Breathing out harshly, she nodded in reply before turning to her father. “Before I head home, we’re going to talk.”
“I don’t like that tone, Emily.
“Then I’m sorry, Dad. But right now, it’s the best I can do. And we will talk. We’ll talk or you can take your bodyguards and shove them clear to Timbuktu for all I care. Because there won’t be a single one leaving with me otherwise. I do know how to hire my own protection.”
“Does that include Lieutenant Krieger?” His voice was smooth, but she detected the edge of mockery in it, the knowledge that her relationship with Kell went far beyond that of other bodyguards.
Kell’s lips twitched as his eyes gleamed back at her. She had a feeling he’d be right behind her no matter what she decided.

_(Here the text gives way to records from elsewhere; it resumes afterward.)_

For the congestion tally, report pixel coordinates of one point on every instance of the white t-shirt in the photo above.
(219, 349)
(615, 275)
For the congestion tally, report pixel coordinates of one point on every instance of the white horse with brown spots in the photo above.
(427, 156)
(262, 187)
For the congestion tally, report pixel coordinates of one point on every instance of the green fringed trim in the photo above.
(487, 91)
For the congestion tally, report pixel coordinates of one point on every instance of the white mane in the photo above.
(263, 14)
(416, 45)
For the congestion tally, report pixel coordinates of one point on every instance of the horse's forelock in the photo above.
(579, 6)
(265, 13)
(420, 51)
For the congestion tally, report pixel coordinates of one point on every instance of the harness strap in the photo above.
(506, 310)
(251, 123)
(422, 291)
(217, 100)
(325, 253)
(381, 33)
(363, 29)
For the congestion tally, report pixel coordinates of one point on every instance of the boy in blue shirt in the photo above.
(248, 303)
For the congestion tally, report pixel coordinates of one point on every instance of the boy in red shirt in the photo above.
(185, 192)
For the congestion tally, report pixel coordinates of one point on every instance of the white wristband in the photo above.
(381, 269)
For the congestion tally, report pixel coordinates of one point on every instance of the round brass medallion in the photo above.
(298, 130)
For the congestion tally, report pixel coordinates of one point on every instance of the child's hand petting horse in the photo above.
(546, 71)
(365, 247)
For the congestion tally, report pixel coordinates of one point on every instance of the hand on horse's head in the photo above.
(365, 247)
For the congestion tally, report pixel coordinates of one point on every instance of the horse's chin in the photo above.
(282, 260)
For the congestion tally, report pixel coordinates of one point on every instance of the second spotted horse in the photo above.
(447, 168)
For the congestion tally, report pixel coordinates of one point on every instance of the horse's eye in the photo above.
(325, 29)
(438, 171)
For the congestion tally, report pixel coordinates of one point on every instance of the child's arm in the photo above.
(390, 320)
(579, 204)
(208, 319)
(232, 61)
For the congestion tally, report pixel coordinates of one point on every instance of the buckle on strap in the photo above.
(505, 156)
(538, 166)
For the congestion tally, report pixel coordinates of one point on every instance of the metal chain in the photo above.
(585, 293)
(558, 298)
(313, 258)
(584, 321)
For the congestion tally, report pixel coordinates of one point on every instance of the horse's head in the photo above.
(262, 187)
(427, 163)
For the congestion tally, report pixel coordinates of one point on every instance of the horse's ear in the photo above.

“Kell is another case entirely,” she assured her father as she turned back to him. “But I don’t think you want to push that subject. Now, if you’ll excuse me, I have things to do.”
She nodded to her father, turned, and forced herself to walk sedately to the door. She wanted to scream. She wanted to rage at him. She wanted to rage at herself.
It was her own fault it had come to this, and she knew it. She should have fought him sooner. She should have stood her ground years ago and made him face the fact that she couldn’t tolerate the control he wanted to place on her. That she needed adventure. She needed excitement. She needed to live, despite his fears.
And why did she have a feeling Kell wasn’t going to be as easygoing about this whole “working with her” thing as he pretended to be? She had heard his tone of voice when he demanded the party be canceled. It was rough, deep, filled with arrogant demand.
That lazy attitude hadn’t fooled her.
He was like a panther, watching, stalking, waiting. When he struck, it would be with devastating results.
She had already made up her mind that she wasn’t running. As she spoke to her father, listened to the reluctantly given information, she had begun making her own plans. Her own decisions. It would begin today. At the moment she stood outside the office and listened to her father’s and Kell’s raised voices, she had decided she was no longer allowing others to make decisions for her.
She was an adult, and she had been making decisions for herself for years. She could do it. She knew how. And she would let both men know, in no uncertain terms, that she would begin exercising her right to do just that.